К Богу приходят не экскурсии с гидом, а одинокие путешественники.

Владимир Набоков ©.

Бывает так, что, живя своей обычной, даже немного серой жизнью, мы вдруг встаём перед выбором — казалось бы, достаточно лёгким, по типу того, идти куда-нибудь или не идти; однако, выбирая какой-либо вариант, мы и сами не представляем, как меняем свою жизнь. Возможно, и кардинально.

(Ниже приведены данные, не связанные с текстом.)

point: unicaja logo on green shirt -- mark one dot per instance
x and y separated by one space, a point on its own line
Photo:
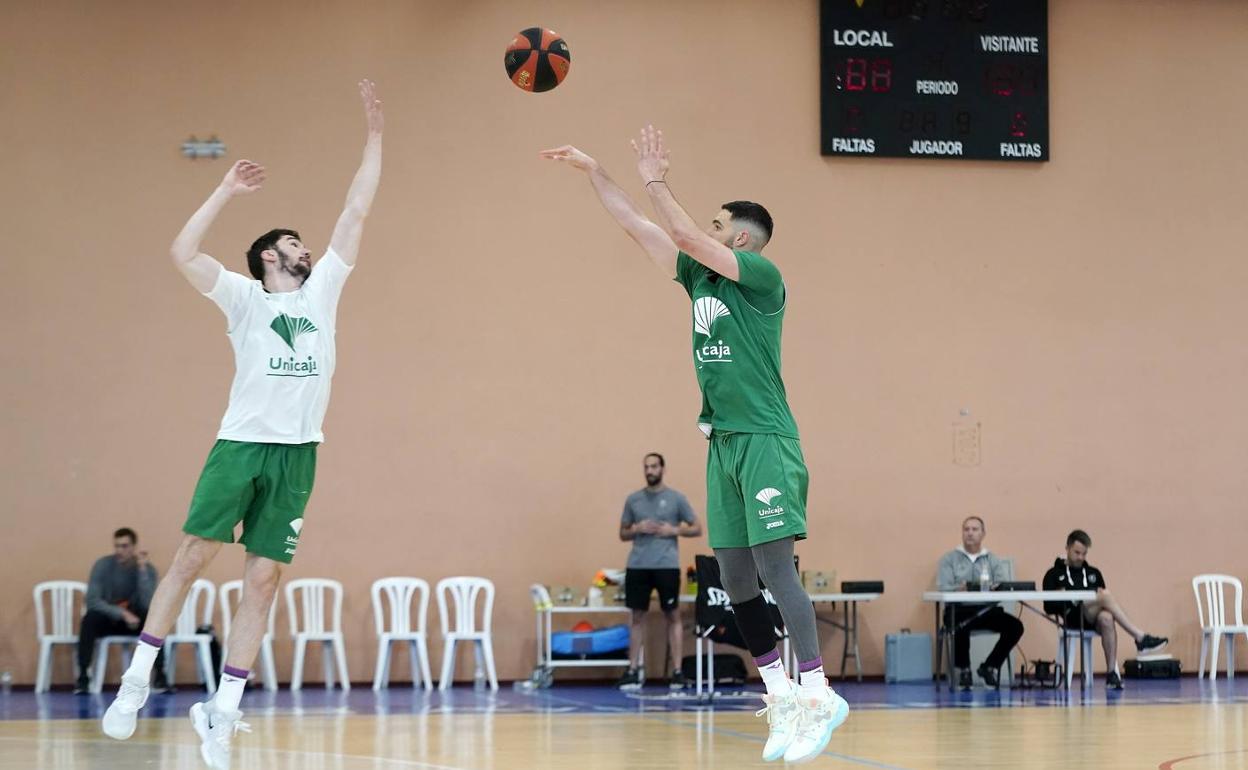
706 310
291 328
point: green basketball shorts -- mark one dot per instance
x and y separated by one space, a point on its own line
263 486
755 489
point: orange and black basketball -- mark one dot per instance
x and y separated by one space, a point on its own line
537 59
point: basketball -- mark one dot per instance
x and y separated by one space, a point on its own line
537 59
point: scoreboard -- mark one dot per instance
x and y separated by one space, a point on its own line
949 79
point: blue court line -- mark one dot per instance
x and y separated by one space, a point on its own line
755 739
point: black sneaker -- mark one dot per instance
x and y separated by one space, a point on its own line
630 680
989 675
1150 644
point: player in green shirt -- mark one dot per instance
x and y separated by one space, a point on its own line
755 472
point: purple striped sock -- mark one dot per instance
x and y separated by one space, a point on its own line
766 659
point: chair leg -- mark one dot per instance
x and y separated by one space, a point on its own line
340 653
206 665
448 659
1087 662
101 664
266 663
487 648
381 673
301 645
424 664
327 664
1067 642
45 667
413 657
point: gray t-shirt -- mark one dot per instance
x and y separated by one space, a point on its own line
654 552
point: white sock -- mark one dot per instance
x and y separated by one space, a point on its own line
813 683
145 658
775 678
229 694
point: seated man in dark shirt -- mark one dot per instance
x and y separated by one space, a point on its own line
117 594
1073 573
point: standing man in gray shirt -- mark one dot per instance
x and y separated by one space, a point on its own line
653 519
117 595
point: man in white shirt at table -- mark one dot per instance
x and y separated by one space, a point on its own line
966 564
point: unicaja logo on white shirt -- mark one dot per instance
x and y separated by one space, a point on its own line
706 310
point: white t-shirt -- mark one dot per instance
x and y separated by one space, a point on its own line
283 353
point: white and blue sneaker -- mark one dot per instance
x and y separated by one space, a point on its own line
820 716
216 730
783 715
119 721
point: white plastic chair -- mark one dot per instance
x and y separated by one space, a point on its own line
466 592
308 594
63 597
1212 613
398 593
126 642
196 612
1066 657
231 594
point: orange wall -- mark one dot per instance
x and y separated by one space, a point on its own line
507 355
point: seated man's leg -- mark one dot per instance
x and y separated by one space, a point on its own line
1106 602
1009 630
962 637
95 624
1102 620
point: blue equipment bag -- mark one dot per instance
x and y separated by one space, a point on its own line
589 643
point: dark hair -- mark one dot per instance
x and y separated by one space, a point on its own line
1078 536
255 262
749 211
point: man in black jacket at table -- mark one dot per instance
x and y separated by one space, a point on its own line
1103 614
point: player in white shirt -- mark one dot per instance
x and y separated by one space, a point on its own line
260 473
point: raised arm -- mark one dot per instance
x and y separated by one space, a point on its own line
360 199
200 268
652 164
649 236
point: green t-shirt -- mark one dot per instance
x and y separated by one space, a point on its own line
736 345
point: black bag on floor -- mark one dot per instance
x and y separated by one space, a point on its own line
1166 668
729 669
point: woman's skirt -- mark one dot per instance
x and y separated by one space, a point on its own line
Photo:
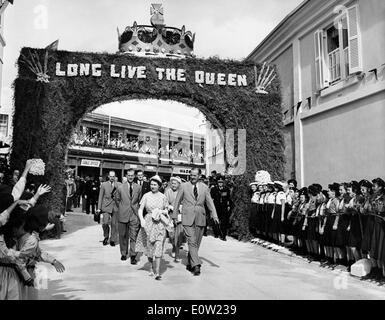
284 226
262 217
377 241
321 237
355 233
253 219
276 221
269 221
342 231
11 287
328 239
368 233
151 239
382 250
297 226
311 229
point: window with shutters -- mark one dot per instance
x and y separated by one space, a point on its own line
338 49
3 125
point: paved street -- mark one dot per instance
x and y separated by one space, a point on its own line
231 270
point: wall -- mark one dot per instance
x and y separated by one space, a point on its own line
284 63
288 134
346 143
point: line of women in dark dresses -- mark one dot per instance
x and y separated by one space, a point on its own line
337 226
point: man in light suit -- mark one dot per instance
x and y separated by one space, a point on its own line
127 199
193 196
107 206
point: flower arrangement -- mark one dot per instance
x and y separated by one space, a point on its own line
37 168
155 214
262 177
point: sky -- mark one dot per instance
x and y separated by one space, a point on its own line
224 28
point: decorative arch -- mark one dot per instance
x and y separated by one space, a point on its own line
50 99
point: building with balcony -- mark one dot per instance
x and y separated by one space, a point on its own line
331 63
101 143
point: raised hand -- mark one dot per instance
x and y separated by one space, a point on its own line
43 188
58 266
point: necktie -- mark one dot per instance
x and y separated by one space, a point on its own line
195 192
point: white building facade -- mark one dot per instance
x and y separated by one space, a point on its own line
330 56
5 112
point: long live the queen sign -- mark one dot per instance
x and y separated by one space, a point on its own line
140 72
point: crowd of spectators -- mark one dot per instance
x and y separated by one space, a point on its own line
146 145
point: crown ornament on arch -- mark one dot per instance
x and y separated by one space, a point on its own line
264 78
156 39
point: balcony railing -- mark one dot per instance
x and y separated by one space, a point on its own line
334 65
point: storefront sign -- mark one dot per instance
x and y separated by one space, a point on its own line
90 163
140 72
132 166
181 170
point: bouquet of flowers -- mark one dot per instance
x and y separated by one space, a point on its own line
37 168
262 177
155 214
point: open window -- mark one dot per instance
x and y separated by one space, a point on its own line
338 49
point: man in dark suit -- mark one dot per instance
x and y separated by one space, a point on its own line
223 205
90 195
107 206
144 185
127 199
193 196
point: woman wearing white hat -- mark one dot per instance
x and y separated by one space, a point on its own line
152 235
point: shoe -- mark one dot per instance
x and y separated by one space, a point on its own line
197 270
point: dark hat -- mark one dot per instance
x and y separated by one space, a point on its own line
6 199
366 183
313 190
37 218
26 195
157 179
303 190
334 187
380 182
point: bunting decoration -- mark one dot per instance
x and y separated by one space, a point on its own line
264 78
33 63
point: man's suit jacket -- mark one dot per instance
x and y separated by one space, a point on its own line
106 201
127 206
194 210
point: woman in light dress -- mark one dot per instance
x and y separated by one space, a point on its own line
152 235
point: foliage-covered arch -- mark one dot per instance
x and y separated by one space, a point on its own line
49 102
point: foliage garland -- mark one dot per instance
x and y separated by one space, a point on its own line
46 114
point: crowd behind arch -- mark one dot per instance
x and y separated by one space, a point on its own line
145 145
338 224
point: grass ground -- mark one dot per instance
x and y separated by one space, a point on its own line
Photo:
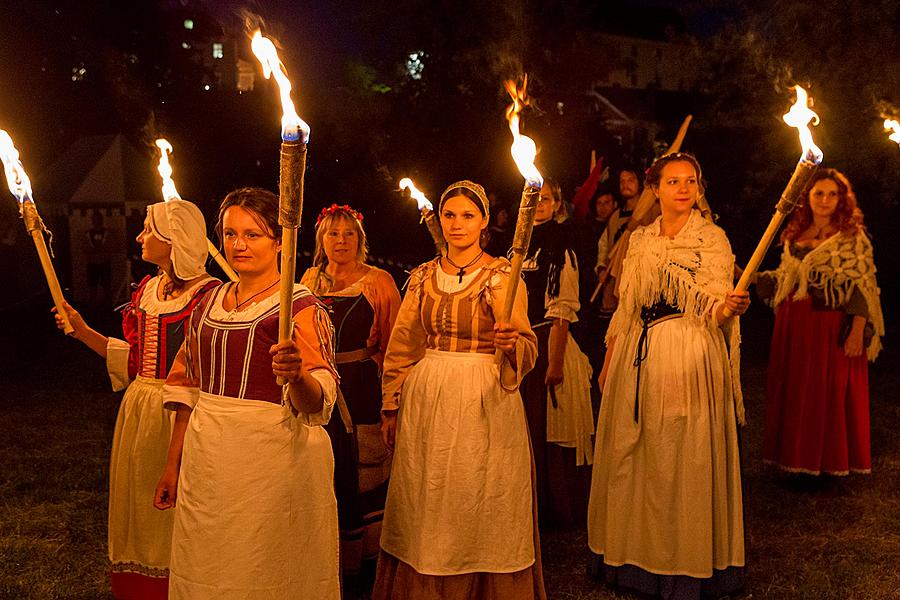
806 539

Эти слишком банальные истины пришли вдруг на ум Джону Константину, прогуливающемуся по отдалённому от своего дома райончику Лос-Анджелеса. Встряхнув головой, он, на мгновение остановившись, пошёл дальше. В последнее время его поражали слишком абсурдные, но вместе с тем довольно понятные его душе мысли; однако всегда, каждый раз он усиленно отметал их, ссылаясь на глупость или невозможность. После дарованного ему шанса жить и жить праведно он старался отбрасывать всё, что не влезало в дозволенные серые и пыльные рамки правильной жизни; к такому относилось и курение. Джон бросил и бросил давно — наверное, около года его лёгкие не чувствовали в себе тяжёлый сигаретный дым. Да и как-то не хотелось… вместе с этим пришлось отказываться и от многого другого.

В итоге Джон понял, что безвозвратно попал на тот замшелый путь праведника, слепого следователя к Раю. Он сам не был против и не был за этот путь; ему стало глубоко плевать. Нет-нет, сначала он осознанно наводил себя тропинками на этот путь: бросил курить, пить, старался быть милосердным. Тогда, после того, какую медвежью услугу оказал ему Люцифер, Константин твёрдо для себя решил, что попадёт в Рай и не иначе: он этого заслужил. Но и для того места были особенные правила даже в том случае, если ты помогал миру спасаться от демонов; если куришь — уже не пройдёшь! В первое время это бесило его, но потом всё как-то наладилось. Со злости пнув банку, Джон подумал, что лучше бы уж не налаживалось! Он стал скучным, жизнь его стала бесцветной, все краски померкли, все развлечения, пускай частью и грешные, зато такие необходимые людям, отошли на второй план и не возвращались, даже если он к ним взывал. Всё как-то вдруг стало опять чёрно-белым, как было когда-то; цветная плазма жизни вновь стала монотонным экраном на лучевой трубке. И Константин знал, что он сам виновник произошедшего. Но не мог выбрать другой путь; Рай заранее обнёс свою дорогу высоким колючим забором.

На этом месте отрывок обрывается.